In 2012, her film: In the Shadow of Eden, (a NY Times critics pick) was screened at the Australian National Museum, Canberra, in conjunction with the Inside exhibit opening there, and then travelling on Melbourne. Romero's work was highlighted in Spotlight on Africa and the Diaspora, the Sackler Center (Victoria and Albert Museum, London, UK); Africa and the Americas: the Legacy of the Diaspora (University California Santa Barbara, CA); Under the Big Black Sun: California Art 1974-81 and Pacific Standard Time (Museum of Contemporary Art, LA); Occupy the Bay Area, (Yerba Buena Center for the Arts, SF, CA); The 1968 Exhibit, (Oakland Museum of California, CA); All of Us or None; Social Justice Posters of the San Francisco Bay Area, (Oakland Museum of California CA); Hobos to Street People: Artists’ Responses to Homelessness from the New Deal to the Present, (Richmond Art Center, Richmond, CA): Essen unterwegs - Eine Ausstellung über Mobilität und Wandel (Schlossmuseum Linz, Austria). Romero's work was included in: Every Body: Visual Resistance in the Feminist Health Movement, (Space Gallery, Chicago, IL), Signs of Change (Exit Art, NY); Home, (Ricco/Maresca Gallery, NY); Sniper’s Nest: Art that has Lived with Lucy Lippard, (Bard, Annandale-on-Hudson, NY); Rare 20th Century Propaganda Posters, (Victoria and  Albert Museum, London, UK) and Committed to Print, (MOMA, NY).

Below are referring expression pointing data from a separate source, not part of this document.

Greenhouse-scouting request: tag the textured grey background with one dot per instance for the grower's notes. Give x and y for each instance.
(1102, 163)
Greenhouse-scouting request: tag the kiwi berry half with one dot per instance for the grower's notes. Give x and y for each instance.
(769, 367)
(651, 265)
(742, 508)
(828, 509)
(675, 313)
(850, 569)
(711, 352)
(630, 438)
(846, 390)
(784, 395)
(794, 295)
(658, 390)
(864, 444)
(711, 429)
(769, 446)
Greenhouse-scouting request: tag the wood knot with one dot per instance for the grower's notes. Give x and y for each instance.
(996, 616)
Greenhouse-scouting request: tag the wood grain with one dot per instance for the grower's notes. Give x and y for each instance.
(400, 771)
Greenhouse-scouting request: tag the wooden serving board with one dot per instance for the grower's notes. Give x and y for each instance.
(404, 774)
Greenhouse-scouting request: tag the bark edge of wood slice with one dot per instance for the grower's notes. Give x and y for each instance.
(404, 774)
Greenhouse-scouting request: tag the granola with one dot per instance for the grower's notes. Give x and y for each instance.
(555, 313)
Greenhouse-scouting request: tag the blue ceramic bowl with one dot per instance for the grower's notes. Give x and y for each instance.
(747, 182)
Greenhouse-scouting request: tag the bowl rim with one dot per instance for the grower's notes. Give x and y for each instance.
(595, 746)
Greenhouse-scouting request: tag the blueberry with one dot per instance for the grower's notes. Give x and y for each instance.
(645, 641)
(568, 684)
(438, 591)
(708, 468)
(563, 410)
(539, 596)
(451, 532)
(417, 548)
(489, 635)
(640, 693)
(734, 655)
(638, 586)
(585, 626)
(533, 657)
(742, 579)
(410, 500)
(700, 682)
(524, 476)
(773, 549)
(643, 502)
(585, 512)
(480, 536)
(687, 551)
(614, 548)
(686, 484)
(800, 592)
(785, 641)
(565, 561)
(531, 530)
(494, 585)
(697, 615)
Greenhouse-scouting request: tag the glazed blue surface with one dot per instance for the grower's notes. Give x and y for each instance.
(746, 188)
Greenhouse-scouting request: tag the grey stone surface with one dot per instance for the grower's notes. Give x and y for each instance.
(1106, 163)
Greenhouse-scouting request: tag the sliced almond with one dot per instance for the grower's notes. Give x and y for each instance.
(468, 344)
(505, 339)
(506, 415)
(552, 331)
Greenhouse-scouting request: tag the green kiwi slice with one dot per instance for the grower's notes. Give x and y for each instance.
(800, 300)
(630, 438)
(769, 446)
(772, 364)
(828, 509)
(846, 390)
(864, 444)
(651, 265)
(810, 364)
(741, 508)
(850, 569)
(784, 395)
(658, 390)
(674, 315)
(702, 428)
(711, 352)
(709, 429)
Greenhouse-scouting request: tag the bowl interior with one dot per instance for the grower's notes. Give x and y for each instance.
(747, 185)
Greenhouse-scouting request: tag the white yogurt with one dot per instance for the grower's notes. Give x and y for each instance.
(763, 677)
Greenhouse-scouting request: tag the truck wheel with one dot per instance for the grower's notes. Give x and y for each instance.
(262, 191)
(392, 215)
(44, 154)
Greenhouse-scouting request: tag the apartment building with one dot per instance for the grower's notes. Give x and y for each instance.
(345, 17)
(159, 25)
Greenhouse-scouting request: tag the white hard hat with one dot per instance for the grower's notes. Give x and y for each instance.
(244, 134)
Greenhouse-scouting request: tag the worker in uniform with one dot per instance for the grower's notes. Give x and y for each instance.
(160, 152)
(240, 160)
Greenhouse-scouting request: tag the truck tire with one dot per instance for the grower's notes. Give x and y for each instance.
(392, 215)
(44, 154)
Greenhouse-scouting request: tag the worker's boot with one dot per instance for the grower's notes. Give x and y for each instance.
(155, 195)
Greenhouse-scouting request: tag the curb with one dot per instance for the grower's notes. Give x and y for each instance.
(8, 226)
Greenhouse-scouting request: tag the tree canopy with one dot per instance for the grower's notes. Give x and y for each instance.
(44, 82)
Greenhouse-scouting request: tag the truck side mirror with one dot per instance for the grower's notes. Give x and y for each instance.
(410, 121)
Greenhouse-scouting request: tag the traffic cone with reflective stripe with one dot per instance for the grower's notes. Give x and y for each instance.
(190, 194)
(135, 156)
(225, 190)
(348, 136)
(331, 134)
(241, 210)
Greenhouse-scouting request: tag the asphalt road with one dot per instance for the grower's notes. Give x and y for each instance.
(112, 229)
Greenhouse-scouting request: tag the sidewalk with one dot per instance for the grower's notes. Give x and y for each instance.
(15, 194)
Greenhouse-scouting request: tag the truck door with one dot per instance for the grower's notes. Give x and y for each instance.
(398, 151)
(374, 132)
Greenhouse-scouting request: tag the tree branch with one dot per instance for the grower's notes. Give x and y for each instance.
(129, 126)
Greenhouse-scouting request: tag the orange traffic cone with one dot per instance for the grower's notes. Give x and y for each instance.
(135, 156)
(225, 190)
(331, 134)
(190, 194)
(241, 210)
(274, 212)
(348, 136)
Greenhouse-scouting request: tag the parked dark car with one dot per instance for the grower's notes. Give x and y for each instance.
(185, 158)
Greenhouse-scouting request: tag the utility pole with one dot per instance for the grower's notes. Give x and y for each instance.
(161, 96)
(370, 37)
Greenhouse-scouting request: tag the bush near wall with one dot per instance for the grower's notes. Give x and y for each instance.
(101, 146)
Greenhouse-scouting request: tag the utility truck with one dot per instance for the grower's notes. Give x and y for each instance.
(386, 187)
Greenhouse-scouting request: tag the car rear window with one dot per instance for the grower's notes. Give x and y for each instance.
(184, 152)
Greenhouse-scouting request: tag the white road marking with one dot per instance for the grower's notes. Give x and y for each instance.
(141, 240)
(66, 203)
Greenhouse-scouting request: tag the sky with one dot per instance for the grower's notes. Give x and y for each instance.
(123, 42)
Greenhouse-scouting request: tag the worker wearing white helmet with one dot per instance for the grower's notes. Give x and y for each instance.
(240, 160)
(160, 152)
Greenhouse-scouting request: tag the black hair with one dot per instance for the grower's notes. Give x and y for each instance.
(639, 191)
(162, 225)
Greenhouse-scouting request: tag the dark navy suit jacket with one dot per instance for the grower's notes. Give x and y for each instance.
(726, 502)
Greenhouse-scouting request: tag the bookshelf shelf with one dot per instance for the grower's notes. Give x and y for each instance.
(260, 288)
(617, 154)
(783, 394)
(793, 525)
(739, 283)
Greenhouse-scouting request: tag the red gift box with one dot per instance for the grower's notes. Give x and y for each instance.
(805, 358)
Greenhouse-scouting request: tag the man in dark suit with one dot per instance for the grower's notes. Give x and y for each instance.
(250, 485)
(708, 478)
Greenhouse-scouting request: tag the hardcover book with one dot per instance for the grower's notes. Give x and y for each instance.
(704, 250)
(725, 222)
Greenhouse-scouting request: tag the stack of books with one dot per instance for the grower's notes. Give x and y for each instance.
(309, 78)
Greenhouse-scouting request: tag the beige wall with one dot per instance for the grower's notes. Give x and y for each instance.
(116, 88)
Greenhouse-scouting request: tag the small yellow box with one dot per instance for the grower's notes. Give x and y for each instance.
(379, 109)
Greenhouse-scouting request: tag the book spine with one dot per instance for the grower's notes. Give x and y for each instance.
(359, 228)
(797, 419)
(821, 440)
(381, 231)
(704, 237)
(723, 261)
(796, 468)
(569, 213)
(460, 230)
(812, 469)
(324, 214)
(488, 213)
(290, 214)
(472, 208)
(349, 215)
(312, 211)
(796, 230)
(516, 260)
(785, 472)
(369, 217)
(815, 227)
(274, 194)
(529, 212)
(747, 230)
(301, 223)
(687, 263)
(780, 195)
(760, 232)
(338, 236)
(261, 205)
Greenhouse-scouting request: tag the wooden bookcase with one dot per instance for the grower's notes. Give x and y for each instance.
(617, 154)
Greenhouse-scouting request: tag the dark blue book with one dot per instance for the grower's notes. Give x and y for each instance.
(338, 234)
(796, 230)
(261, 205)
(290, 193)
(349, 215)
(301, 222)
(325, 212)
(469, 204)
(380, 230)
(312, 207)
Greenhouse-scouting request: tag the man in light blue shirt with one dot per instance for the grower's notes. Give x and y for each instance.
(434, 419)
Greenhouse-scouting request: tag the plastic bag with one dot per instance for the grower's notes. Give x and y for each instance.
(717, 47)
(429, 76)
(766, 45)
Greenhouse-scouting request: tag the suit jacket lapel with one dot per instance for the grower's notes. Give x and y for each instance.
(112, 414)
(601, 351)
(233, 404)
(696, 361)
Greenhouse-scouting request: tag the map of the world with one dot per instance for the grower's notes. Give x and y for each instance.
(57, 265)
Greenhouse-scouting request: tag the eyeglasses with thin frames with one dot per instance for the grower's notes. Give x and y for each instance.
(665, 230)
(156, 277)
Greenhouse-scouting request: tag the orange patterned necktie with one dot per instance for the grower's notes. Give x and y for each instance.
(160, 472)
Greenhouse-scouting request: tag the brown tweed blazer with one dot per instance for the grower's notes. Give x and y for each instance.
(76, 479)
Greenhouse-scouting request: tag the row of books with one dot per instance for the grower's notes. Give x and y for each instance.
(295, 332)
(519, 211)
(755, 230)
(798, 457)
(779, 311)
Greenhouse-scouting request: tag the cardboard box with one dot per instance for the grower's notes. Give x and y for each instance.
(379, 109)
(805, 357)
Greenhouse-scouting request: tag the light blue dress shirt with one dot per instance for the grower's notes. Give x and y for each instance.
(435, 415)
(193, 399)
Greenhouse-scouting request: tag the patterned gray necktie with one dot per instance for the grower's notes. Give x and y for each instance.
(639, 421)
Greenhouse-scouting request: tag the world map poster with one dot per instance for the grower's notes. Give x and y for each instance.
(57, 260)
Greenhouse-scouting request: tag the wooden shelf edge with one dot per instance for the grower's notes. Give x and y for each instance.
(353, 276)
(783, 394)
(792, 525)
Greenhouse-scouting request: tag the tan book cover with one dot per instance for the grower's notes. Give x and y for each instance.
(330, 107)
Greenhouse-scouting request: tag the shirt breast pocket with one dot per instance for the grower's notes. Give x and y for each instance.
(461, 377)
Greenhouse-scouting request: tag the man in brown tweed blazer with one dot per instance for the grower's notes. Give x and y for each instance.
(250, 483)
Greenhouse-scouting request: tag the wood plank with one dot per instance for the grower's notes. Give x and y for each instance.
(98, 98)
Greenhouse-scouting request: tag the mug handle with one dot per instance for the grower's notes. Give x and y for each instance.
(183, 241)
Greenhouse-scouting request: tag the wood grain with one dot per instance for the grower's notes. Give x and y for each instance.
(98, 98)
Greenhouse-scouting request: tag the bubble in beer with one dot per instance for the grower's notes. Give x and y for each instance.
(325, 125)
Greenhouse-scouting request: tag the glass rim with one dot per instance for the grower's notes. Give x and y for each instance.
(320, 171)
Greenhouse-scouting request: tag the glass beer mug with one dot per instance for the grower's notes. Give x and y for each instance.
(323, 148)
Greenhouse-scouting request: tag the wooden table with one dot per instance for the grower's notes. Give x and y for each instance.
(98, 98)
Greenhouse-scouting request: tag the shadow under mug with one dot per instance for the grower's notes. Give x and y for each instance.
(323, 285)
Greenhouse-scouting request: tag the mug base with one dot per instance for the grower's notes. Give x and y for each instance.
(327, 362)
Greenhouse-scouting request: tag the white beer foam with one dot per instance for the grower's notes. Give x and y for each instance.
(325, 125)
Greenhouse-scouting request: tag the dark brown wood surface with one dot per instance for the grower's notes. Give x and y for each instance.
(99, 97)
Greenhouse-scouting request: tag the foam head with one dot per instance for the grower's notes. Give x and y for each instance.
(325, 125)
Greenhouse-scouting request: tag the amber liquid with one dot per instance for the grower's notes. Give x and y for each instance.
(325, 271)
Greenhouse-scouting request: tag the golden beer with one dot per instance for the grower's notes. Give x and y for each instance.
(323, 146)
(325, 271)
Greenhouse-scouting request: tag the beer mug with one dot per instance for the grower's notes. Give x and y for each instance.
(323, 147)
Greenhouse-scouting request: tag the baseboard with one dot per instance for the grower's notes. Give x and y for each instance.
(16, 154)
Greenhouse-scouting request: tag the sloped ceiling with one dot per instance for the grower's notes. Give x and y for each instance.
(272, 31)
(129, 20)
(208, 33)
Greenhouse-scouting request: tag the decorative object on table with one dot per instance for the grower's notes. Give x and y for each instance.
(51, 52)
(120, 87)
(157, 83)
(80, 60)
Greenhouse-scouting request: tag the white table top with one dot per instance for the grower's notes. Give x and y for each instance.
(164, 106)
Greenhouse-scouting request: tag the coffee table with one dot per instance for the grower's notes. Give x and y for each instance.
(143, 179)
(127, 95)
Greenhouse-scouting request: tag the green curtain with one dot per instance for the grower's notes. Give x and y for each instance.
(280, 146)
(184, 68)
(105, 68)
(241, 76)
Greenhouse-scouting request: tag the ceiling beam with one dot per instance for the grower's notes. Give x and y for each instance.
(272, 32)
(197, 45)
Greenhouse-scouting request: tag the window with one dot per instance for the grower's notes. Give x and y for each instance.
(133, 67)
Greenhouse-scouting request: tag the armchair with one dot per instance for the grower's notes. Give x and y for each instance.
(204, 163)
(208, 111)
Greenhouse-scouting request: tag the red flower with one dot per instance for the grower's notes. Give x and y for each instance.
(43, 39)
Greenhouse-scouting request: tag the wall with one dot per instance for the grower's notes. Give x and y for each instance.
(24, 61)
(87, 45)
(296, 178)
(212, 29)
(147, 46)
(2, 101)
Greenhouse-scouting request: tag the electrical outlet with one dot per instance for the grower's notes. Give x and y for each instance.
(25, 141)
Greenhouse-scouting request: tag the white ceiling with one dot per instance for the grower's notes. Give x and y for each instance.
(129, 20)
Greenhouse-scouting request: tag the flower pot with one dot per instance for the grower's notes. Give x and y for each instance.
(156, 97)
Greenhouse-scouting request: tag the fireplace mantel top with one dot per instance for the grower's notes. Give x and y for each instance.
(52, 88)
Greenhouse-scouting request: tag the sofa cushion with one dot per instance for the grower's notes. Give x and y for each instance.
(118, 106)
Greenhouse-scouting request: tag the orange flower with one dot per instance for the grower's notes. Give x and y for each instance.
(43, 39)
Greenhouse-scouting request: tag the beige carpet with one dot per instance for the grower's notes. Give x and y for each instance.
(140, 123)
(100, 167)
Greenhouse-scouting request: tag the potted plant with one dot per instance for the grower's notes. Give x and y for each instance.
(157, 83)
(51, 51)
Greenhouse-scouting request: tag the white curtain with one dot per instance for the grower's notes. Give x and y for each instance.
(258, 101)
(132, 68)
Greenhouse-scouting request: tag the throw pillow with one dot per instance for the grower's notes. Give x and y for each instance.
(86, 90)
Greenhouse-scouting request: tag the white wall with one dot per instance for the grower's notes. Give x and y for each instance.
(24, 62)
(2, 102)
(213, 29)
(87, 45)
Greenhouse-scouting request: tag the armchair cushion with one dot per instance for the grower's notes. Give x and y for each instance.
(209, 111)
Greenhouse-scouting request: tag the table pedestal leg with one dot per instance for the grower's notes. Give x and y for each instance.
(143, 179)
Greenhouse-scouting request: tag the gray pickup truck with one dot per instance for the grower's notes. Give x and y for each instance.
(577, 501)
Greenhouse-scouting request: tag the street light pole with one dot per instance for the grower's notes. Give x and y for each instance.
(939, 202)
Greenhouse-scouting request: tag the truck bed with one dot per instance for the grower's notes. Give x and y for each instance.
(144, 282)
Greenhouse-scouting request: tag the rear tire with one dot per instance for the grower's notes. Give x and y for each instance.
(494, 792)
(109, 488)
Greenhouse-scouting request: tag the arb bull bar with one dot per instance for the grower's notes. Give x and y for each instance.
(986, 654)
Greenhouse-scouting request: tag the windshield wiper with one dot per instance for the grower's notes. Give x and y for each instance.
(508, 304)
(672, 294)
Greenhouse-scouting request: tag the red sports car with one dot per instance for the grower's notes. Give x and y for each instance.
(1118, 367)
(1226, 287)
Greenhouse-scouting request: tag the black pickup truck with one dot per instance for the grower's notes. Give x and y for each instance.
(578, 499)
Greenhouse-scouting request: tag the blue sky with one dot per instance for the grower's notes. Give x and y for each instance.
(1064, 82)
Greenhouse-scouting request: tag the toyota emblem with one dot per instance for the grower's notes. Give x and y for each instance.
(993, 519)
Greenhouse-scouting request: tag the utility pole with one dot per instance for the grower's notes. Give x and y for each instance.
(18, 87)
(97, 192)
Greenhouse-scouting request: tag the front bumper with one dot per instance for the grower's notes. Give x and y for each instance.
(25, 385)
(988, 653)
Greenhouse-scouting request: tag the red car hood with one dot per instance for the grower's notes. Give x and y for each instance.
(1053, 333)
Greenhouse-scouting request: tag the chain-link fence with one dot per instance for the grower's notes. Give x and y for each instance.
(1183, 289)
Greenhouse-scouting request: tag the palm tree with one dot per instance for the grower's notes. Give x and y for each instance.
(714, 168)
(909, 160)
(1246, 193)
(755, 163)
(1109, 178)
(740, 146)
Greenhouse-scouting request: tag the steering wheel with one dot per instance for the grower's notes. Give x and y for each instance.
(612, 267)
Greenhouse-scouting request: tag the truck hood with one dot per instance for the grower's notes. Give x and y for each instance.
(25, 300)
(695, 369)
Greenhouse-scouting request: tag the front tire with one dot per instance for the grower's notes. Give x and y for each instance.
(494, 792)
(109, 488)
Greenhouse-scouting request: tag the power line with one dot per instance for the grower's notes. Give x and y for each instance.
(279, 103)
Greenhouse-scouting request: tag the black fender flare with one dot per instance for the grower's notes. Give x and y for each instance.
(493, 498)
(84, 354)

Romero's posters are in the collections of the Victoria and Albert Museum, London, MOMA, NY; Cushing/Whitney Medical Library Yale University; The Oakland Museum; The Cleveland Museum, among others.

She has been awarded residencies at: MacDowell, NH; Yaddo, NY; Blue Mt. Center, NY; Virginia Center, VA and Byrdcliffe, Woodstock,NY.

Notable projects include her work as the principal artist of the San Francisco Poster Brigade  (1975-1983); her Innovators in the Arts lino-cuts (1980-1985); Mural in Canal Street Post Office, NYC (1986-); her award-winning film and NY Times Critics pick: In the Shadow of Eden (2003, 2004) screened at the British Museum at Yale during Film Fest New Haven; at the Full Frame Film Fest, the Cleveland Film Festival, the Santa Fe Film Festival, and the Australian National Museum, Canberra; the film Zen Master: an intimate portrait of John Daido Loori Roshi (2009) screened at the Ulster County Performance Center, Kingston, NY. In 2011 Romero completed Nothing Sacred: Magdalene Laundry Drawings in 2014 a series of works processing her experience of living the aftermath of enslavement in a Magdalene Laundry.  She is currently investigating the experience of brain trauma after surgery in a new series to regenerate the brain. Always choosing media that can be multiplied and widely disseminated, her body of work demonstrates a commitment to seeing deeply, confronting stigma, healing and transforming. Romero holds a double M.A. (Studio Art, Art Education) from Antioch University,1992.

Throughout, and entwined as a vital part of her art, Romero has led art workshops for nuero-diverse adults who have been homeless; inner-city children in the NY Housing Authority and taught at NYU's experimental Advanced Learning Lab for teens on the Autistic spectrum. She has taught at Pratt Institute, Brooklyn and the Bosphorus University, Istanbul. From these perspectives she saw how sustained involvement with the creative process can result in the metamorphosis of individual and collective suffering into the virtual power of creative growth.